Wu Xiaochuan is a man who likes to listen to the voice of his inner self and keeps sensitive to and sympathetic with things which have passed. In his early works he shows undying pity and pain about the death of individuals. In this period he transformed his worship of human bodies with temperature and strength to his stubborn depiction of the death, bodies, carcasses and skeletons of human beings and animals. All this adheres to the artist’s self examination and his comprehension of life.
What is it after all that is elapsing? With the deepening of the artist’s self experience of life, the change of his artistic creation has become self-activated reality. Judging from a series of his creations such as expressions, human bodies, portraits, horse heads, skulls and animal skeletons, all the exterior things have become objects of the introspection of his inner world. The construction and confirmation of the subjectivity of personal value is naturally activated by the complicated and ever-changing exterior reality and environment of situation, history, people and things. This is a two-way process of both from interior to exterior and from exterior to interior. Here, the real convergence and impact of physical experience and exterior world is the basis of the subjective reflection and value correction in the universal sense.
“Confucius exclaimed at the flowing river: Time flies like this incessant stream, day and night.” — from The Analects. Time changes; matter transmigrates; life disappears in a twinkle; nature multiplies in an endless succession. In the Buddhist meditation, Mr. Wu fulfils the emancipation of himself and comprehends the true essence of liberty, because only when a person is capable of thinking freely can he really embrace liberty. His recent work of Rainbow Series reveals the contemporary mentality and awareness of artists. His series of Incomplete Form — Portraits of 10 Kings depict the images of 10 state heads who died in an abnormal way: John Fitzgerald Kennedy, Sadat, Yitzhak Rabin, Ceausescu, Kaczynski, Liu Weihuang, Gandhi, Roh Moo Hyun, Saddam Hussein and Omar Mouammer al Gaddafi. He turns the grand narration in the context of historical determinism into the introspection of individual lives and existence.

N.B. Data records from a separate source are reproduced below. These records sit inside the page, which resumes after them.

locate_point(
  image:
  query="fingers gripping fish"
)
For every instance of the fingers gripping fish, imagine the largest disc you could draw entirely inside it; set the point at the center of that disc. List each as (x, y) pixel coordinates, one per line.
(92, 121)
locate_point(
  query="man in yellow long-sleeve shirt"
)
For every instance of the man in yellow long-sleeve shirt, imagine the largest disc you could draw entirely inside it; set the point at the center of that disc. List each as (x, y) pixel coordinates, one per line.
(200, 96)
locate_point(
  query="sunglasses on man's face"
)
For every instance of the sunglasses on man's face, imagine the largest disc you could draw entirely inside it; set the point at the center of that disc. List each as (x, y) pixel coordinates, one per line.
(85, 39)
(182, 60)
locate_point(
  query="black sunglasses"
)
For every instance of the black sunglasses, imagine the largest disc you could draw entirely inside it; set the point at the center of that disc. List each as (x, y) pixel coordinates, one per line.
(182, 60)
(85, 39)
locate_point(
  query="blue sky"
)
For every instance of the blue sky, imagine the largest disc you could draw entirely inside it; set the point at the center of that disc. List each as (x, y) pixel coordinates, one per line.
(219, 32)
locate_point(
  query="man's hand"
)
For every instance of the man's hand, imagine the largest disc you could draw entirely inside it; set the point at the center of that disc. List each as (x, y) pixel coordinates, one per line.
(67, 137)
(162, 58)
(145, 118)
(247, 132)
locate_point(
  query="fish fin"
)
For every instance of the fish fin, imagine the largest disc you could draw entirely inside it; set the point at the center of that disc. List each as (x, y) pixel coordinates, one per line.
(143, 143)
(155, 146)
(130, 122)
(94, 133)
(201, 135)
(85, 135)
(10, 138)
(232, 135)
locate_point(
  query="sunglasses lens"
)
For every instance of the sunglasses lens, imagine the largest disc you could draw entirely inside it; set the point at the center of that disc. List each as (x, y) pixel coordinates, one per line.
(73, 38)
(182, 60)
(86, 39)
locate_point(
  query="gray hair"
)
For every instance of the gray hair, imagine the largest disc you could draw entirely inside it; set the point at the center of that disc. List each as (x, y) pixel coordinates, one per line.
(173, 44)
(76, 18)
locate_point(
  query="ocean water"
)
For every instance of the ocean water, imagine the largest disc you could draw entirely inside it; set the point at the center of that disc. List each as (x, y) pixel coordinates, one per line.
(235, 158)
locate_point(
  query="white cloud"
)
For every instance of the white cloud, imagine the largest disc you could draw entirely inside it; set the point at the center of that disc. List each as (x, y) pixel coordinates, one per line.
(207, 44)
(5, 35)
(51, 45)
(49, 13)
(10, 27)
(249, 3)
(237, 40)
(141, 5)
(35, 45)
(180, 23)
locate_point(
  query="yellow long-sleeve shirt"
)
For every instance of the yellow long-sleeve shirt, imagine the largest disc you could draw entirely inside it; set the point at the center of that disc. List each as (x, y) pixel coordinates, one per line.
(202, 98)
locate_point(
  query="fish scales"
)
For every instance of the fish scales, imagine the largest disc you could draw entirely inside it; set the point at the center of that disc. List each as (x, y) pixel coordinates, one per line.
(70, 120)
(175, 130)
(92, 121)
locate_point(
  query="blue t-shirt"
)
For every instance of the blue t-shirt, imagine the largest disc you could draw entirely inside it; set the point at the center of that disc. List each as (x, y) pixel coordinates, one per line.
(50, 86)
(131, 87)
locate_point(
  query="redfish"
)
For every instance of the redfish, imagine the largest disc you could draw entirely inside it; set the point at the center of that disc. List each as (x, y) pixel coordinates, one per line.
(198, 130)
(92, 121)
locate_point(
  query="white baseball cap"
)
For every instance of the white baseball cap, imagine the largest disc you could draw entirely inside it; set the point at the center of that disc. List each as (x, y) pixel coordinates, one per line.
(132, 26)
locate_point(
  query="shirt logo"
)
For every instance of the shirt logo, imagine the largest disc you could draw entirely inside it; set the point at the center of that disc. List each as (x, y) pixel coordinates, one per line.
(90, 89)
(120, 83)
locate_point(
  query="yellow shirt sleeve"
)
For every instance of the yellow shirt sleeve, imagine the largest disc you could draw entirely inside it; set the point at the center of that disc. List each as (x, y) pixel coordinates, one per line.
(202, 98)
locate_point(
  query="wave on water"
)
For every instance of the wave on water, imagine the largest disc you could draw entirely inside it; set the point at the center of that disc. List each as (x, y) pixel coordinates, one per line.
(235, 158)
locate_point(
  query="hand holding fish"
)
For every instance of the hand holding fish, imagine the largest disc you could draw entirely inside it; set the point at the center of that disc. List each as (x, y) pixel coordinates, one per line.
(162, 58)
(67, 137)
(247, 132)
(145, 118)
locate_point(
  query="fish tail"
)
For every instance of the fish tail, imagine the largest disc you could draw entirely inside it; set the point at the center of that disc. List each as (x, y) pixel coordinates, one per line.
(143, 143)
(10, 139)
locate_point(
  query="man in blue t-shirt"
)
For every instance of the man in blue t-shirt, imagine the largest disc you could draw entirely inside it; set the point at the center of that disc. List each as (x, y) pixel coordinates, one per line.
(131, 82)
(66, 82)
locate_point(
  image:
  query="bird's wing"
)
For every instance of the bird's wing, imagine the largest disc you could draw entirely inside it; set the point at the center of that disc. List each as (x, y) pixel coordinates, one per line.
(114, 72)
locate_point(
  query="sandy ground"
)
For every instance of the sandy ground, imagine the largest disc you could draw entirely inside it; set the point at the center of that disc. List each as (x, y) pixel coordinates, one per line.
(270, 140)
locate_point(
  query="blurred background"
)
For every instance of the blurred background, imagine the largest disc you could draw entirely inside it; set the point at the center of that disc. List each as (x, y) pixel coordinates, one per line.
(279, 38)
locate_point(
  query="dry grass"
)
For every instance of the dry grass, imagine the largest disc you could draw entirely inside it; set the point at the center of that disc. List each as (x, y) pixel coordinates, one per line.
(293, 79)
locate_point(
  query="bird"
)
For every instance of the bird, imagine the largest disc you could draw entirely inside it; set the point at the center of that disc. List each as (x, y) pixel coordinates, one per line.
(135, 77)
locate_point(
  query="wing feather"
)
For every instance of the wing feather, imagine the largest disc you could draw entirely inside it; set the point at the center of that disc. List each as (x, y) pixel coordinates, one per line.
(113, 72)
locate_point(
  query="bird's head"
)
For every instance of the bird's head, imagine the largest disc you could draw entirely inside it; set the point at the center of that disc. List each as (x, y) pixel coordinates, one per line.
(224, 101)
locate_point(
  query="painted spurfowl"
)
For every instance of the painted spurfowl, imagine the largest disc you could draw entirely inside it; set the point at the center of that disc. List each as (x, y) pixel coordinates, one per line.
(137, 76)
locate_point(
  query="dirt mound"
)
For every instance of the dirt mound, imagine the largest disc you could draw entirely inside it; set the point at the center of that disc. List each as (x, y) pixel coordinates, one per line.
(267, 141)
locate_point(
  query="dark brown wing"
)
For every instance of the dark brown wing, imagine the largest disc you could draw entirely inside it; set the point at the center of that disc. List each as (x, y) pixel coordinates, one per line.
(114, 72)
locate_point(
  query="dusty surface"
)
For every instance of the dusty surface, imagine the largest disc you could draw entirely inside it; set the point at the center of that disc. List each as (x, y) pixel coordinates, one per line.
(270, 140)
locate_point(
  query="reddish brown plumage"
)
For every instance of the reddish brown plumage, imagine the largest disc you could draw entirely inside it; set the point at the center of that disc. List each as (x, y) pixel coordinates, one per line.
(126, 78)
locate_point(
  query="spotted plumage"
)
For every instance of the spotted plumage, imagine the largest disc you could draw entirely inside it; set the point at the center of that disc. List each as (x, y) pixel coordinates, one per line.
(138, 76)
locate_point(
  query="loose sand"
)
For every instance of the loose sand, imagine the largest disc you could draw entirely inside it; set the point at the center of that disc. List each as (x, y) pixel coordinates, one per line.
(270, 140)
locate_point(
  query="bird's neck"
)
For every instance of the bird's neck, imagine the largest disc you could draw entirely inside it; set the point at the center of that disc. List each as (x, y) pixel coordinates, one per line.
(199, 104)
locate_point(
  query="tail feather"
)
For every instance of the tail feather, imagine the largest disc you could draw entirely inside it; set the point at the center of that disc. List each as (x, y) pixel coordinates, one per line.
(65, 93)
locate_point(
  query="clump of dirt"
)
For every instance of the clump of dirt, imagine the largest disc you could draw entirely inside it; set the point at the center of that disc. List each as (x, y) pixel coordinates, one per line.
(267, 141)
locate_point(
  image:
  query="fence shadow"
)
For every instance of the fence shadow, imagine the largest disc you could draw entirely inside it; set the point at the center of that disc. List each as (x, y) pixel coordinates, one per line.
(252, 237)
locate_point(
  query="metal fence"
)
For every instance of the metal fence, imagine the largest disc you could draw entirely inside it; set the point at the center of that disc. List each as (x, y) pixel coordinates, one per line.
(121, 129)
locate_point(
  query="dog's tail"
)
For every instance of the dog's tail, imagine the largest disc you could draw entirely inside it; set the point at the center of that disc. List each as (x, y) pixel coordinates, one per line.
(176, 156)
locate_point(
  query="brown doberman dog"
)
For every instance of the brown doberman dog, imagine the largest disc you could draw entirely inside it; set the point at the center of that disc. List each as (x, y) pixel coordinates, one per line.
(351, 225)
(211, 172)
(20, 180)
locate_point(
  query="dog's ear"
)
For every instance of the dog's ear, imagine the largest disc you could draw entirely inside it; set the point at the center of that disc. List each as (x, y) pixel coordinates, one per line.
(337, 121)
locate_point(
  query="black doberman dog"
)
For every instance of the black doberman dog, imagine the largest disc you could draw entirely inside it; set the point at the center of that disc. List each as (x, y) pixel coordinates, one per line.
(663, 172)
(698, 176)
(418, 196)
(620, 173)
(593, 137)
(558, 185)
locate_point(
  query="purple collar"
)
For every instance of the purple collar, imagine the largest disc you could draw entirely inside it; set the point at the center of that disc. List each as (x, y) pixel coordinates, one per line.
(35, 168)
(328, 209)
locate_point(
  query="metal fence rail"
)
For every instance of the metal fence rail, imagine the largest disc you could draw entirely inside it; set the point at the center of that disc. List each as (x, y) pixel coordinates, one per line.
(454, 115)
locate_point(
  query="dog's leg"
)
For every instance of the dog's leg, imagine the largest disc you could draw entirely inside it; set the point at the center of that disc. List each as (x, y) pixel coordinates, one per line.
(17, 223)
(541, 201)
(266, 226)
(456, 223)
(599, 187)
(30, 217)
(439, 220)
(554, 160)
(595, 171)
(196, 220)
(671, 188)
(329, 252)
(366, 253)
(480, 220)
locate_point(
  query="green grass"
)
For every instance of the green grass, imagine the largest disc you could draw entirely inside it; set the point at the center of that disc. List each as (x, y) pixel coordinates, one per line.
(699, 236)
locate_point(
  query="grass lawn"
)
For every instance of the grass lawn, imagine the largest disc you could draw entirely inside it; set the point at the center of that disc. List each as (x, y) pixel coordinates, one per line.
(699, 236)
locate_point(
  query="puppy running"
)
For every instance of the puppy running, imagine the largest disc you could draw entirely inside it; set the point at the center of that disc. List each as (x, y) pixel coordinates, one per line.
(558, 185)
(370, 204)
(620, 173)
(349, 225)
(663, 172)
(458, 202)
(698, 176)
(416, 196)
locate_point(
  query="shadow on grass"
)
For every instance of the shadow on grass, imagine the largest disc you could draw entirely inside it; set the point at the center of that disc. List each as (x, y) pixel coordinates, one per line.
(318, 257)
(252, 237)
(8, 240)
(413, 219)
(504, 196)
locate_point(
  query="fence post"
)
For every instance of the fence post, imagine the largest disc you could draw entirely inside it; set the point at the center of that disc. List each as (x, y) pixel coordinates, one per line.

As a person who was born and grew up here in central Shaanxi, Wu Xiaochuan has always been haunted by the local humanism in his mind and emotion. He has a thorough knowledge of the geography of the Central Shaanxi Plain is very familiar with the Han and Tang civilization centering on Xi’an and Xianyang. Even in his early paintings, the emperors’ mausoleums and Buddhist pagodas were focused and depicted. In recent years the artist has discovered a new work path based on archaeology and artistic anthropology. He enters into a brand-new examination of localism and material culture with the method of field investigation and the medium of concept photography. In his series of Piling Up Mr. Wu piles up the transparent negatives of the pictures of historical remains taken by a Frenchman and a Japanese in 1920s with the contemporary scenes. He put them in the same viewing frame and had them photographed anew. As a result the pictures seem to be true to life, but are actually not. They seem to be dream-like scenes which are neither contemporary nor ancient. Here, the images in history have become the materialized objects in the realistic video images.